The eighth test subject, another female, initially didn't want to eat at all, which wasn't the desired effect. The study results were submitted to the Botswana Department of Wildlife and the Kenya Wildlife Service. WildiZe is seeking approval for tests in the wild.
Given also successfully conducted conditioned-taste-aversion tests on captive Mexican wolves in New Mexico and cougars in Arizona.
"We know it works. That's not the issue," Weiss said. Earning approval to use it in the wild requires patience and work through the proper channels, she said. (More on the protocol and study results can be found at the WildiZe website at www.wildize.org.)
Conditioned taste aversion could provide an important new tool at a critical time to reduce lion conflicts with livestock. Some of the wild lands of Botswana are being gobbled up for cattle ranges with huge herds. Prey is migrating elsewhere; the predators aren't so adaptable because they stake their territory. Prides of lions in certain areas are attacking livestock now that their usual prey is reduced, Weiss said.
In Kenya, conflicts are more often with smaller farms and community collectives. In both countries, lions are almost always instantly killed when they mess with livestock. That is one of the reasons lions are threatened with extinction, Weiss said.
Fifty years ago, there were an estimated 450,000 lions across their range in sub-Saharan Africa, according to Weiss. Today, there are only about 23,000, she said. The greatest losses have come in the past 20 years.

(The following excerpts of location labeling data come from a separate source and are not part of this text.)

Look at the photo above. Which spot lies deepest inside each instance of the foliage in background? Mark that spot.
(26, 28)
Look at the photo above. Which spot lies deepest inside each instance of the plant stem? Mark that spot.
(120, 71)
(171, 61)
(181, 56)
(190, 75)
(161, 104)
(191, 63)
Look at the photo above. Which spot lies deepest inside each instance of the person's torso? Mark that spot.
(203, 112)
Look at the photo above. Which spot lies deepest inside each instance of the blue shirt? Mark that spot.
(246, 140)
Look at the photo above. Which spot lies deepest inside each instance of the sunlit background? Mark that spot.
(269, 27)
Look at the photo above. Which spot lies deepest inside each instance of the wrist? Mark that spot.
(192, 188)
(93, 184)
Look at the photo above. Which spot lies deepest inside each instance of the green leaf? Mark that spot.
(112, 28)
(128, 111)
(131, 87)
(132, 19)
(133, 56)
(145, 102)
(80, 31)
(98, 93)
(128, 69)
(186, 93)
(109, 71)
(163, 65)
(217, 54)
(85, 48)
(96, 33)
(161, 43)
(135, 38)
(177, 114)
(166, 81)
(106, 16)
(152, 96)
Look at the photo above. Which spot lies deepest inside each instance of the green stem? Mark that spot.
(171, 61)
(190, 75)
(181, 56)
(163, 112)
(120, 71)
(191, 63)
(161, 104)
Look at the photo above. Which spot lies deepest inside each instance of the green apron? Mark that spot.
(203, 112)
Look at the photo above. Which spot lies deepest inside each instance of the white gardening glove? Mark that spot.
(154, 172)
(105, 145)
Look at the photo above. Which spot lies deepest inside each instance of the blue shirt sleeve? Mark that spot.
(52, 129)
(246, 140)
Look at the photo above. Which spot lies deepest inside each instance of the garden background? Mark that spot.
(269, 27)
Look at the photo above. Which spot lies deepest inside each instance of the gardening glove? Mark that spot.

"We do have to turn this around in the next five years," she said.
Part of the solution will be to work with the people at the small community collective farms in Kenya and the big ranches in Botswana on baiting programs if conditioned taste aversion is ultimately approved. The natives have to buy into the program if it is going to be successful, Weiss said. It cannot be a case of Westerners telling Africans what to do.
That's the principle WildiZe follows with all its work. The organization recently celebrated its 10th anniversary. It doesn't undertake programs itself. It provides grants to worthy projects that focus on wildlife conservation, education and sustainable community development in sub-Saharan Africa.
Weiss said about $160,000 in grants was issued in 2011. WildiZe has provided funds to 75 grantees over 10 years. At any given time, it is involved in 15 major projects.
One way WildiZe is promoting sustainable development and raising funds for its work is through an African Market featuring fine-art artifacts made by Africans, typically from small towns. The African Market will be held Thursday from 11 a.m. to 5 p.m. at Weiss' home at 0730 Twining Flats Road. Access is off Highway 82 approximately five miles west of Aspen.